Para Cristina, que atualmente está estabilizada no Brasil com seus dois filhos e alguns parentes próximos, “é importante que essas pessoas saibam que têm direito a educação e saúde”. “Sabemos que não é fácil, mas dá para informá-las e conseguir com que tenham acesso. Elas precisam entender que têm esses direitos e deveres como qualquer brasileiro.”
Tanto Cristina quanto Omar fazem parte do primeiro grupo de promotores comunitários da operação o ACNUR em Manaus, selecionados pelo mérito da função que já desempenhavam com a comunidade venezuelana.
“Cada um deles passou por uma entrevista e seleção, onde foram analisados perfis de pessoas que já estavam sob proteção e fora de situação vulnerável. Os selecionados recebem auxílio transporte e um celular, para facilitar a comunicação com a equipe do ACNUR e da Cáritas, assim como com refugiados e migrantes e a comunidade de acolhida”, afirma a oficial de proteção do ACNUR em Manaus, Raquel Casellato.

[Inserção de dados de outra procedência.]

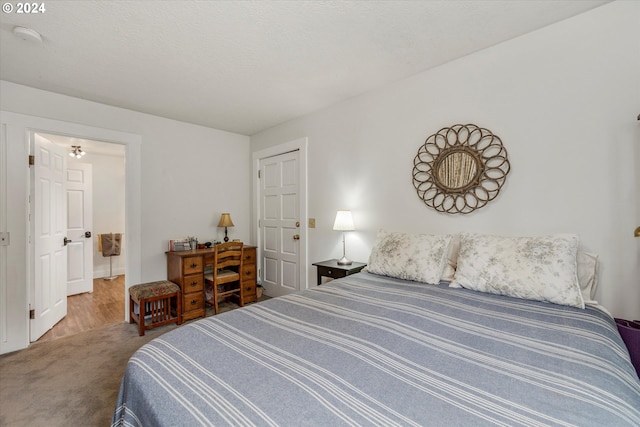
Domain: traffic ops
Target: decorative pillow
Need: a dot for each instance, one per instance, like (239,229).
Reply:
(540,268)
(418,257)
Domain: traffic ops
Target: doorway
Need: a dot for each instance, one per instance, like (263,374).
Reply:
(17,281)
(103,202)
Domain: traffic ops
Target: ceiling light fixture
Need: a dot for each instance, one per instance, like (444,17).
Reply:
(76,151)
(27,34)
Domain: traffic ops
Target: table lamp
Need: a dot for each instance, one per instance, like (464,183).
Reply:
(344,222)
(225,221)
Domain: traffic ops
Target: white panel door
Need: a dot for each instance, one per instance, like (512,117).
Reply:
(280,223)
(49,217)
(79,223)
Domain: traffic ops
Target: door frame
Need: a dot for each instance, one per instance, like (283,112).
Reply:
(14,328)
(299,145)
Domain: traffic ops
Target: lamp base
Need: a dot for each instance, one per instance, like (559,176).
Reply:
(344,261)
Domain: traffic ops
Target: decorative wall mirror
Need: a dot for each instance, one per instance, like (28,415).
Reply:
(460,169)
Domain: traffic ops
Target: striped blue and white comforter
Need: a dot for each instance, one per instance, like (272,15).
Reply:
(371,350)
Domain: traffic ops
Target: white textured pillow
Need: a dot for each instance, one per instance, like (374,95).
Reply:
(588,275)
(542,268)
(418,257)
(452,258)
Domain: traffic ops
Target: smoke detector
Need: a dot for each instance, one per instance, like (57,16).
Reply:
(27,34)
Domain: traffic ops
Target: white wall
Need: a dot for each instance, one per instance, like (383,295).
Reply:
(564,101)
(188,175)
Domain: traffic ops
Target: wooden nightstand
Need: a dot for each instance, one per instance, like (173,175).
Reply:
(331,269)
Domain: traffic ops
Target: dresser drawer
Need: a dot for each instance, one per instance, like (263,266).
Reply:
(191,302)
(249,256)
(194,283)
(249,273)
(192,265)
(249,292)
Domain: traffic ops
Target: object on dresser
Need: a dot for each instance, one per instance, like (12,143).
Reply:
(178,245)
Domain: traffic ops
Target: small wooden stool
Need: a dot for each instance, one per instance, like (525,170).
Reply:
(155,307)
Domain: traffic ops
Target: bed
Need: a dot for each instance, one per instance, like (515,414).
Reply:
(370,349)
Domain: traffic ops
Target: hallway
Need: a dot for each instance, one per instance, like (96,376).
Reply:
(104,306)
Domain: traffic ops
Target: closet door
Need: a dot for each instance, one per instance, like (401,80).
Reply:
(280,223)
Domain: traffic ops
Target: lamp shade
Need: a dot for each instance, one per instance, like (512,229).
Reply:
(344,221)
(225,220)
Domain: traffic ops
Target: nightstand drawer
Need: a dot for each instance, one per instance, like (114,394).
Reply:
(332,272)
(332,269)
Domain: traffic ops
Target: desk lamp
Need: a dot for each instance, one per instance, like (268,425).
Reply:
(344,222)
(225,221)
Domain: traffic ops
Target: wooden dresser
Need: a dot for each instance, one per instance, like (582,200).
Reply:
(186,269)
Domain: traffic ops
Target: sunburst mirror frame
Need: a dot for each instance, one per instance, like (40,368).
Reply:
(460,169)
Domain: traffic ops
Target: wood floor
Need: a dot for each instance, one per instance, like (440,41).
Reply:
(103,306)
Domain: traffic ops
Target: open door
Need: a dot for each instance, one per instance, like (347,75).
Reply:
(48,300)
(79,225)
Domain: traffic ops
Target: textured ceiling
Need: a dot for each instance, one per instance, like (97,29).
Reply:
(247,66)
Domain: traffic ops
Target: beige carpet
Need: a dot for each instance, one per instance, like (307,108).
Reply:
(71,381)
(68,381)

“Criamos um vínculo de confiança com eles que funciona muito bem como ferramenta de proteção. Nós abrimos espaços, promovemos capacitação e informações confiáveis. E eles disseminam esse conhecimento a pessoas (que estão) onde não conseguimos estar”, completa.
Para as próximas seleções, serão abertos editais que vão analisar novos perfis para alcançar mais pessoas e garantir, assim, que ninguém seja deixado para trás.